Compensation for state employees is another priority for Inslee. He’s proposing $1.3 billion in salary and benefit increases, including a 7% wage hike for union workers over the next two years.

Another $1.87 billion would go toward various climate change projects, including $100 million in new Riparian Conservation Grants to help landowners implement restoration projects along salmon streams.

“Our salmon are on the ropes,” Inslee said. “We’ve made enormous investments, but we haven’t done enough, particularly in terms of providing cold water to help them survive. They need shade now, and a lot more in the future. So we have a proposal for an incentive program, a voluntary program, to help landowners provide a shade canopy next to rivers and streams.”

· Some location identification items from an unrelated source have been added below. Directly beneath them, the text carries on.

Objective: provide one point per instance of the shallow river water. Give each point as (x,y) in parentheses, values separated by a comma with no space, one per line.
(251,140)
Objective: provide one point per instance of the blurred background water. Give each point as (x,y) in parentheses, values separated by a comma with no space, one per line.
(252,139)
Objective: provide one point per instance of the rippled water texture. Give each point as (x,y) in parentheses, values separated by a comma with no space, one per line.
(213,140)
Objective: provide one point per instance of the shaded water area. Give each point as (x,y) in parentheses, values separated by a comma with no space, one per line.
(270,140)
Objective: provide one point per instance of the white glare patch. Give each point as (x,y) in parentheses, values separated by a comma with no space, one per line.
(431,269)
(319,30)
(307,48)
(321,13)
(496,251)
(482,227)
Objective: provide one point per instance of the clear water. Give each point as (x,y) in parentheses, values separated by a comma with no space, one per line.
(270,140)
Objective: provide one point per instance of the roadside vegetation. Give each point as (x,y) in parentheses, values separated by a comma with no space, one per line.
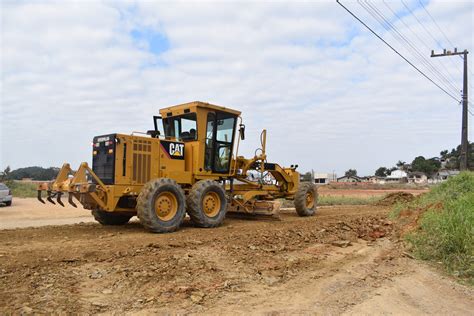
(439,225)
(22,189)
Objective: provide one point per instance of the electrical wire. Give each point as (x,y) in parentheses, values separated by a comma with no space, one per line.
(412,48)
(427,31)
(419,38)
(396,51)
(442,32)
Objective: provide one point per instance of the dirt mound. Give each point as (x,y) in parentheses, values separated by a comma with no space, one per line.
(396,197)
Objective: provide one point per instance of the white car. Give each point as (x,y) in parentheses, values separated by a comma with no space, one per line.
(5,195)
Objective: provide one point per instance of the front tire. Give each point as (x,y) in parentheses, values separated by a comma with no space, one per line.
(161,205)
(207,204)
(306,199)
(110,219)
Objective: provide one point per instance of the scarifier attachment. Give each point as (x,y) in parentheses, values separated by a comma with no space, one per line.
(75,185)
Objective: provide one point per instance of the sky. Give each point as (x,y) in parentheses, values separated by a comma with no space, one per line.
(330,94)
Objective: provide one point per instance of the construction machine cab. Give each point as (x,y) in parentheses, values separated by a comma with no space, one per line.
(208,131)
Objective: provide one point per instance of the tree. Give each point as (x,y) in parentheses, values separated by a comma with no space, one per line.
(381,172)
(6,173)
(444,154)
(308,177)
(35,173)
(351,173)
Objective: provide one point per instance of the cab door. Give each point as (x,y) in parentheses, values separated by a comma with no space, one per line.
(220,131)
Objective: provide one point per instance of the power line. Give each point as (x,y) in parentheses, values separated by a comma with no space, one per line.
(419,38)
(428,32)
(432,19)
(412,48)
(441,31)
(396,51)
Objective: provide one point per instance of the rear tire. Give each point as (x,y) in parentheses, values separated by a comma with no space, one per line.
(306,199)
(111,219)
(161,205)
(207,204)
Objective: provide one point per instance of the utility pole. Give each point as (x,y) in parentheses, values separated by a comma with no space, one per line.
(464,142)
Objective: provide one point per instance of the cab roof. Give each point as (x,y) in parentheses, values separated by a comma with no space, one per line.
(192,107)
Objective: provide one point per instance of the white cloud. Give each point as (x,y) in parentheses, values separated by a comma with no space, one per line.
(330,94)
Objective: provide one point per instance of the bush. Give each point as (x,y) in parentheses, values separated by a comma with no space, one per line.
(446,228)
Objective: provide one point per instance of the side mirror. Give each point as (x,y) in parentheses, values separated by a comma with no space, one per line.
(242,131)
(153,133)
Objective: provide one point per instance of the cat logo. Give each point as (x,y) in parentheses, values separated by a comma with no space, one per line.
(176,149)
(173,150)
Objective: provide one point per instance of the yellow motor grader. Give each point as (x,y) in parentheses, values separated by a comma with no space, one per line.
(188,163)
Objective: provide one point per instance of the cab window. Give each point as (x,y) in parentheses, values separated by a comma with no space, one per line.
(219,141)
(181,127)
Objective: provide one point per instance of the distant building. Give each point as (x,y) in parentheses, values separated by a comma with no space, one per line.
(324,178)
(349,179)
(376,179)
(443,175)
(417,177)
(397,176)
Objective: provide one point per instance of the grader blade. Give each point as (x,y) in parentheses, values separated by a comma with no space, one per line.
(256,210)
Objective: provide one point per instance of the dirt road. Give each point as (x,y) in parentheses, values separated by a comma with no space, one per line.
(296,265)
(31,213)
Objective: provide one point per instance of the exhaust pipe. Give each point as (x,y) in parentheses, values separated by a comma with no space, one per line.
(40,198)
(69,199)
(50,197)
(58,199)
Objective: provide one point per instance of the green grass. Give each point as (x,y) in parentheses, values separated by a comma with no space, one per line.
(446,232)
(21,189)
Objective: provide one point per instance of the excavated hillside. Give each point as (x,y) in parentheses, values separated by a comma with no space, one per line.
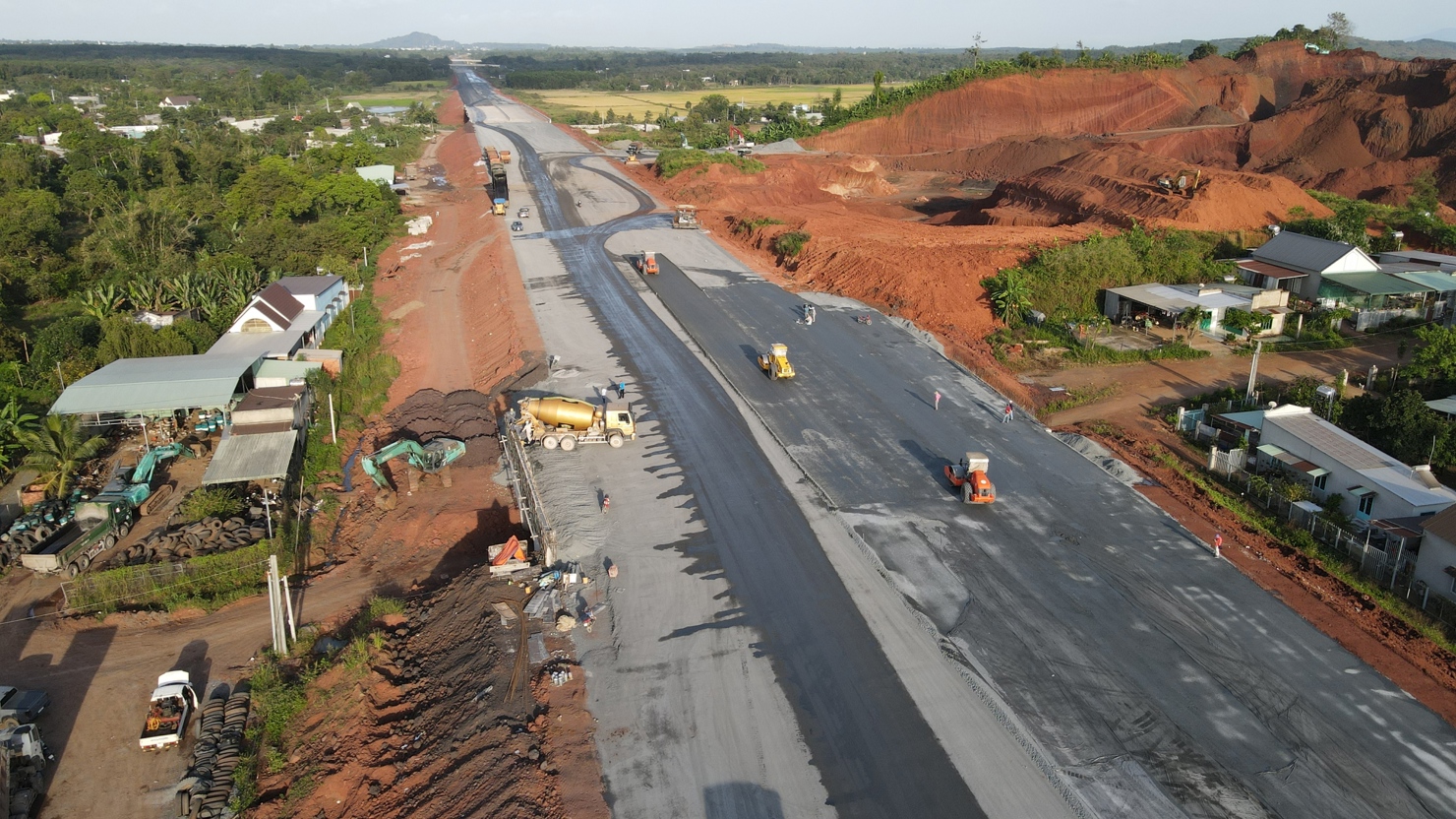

The governor’s capital budget includes almost $900 million for a new, 350-bed psychiatric hospital at Western State Hospital, as well as $613 million for a number of public school projects and $872 million for various higher education construction projects.

The latter includes $7.7 million for a new Institute for Northwest Energy Futures at Washington State University’s Tri-Cities campus, as well as $40 million (plus another $38 million in donated funds) for a new facility for the Voiland College of Engineering and Architecture in Pullman.

Inslee isn’t proposing any new taxes, but his budget would draw down state reserve accounts by about $4 billion over the next two years. State revenues are also projected to increase by about $2.2 billion during that time period.

A detailed summary of Inslee’s 2023-25 budget proposal can be found online, at ofm.wa.gov.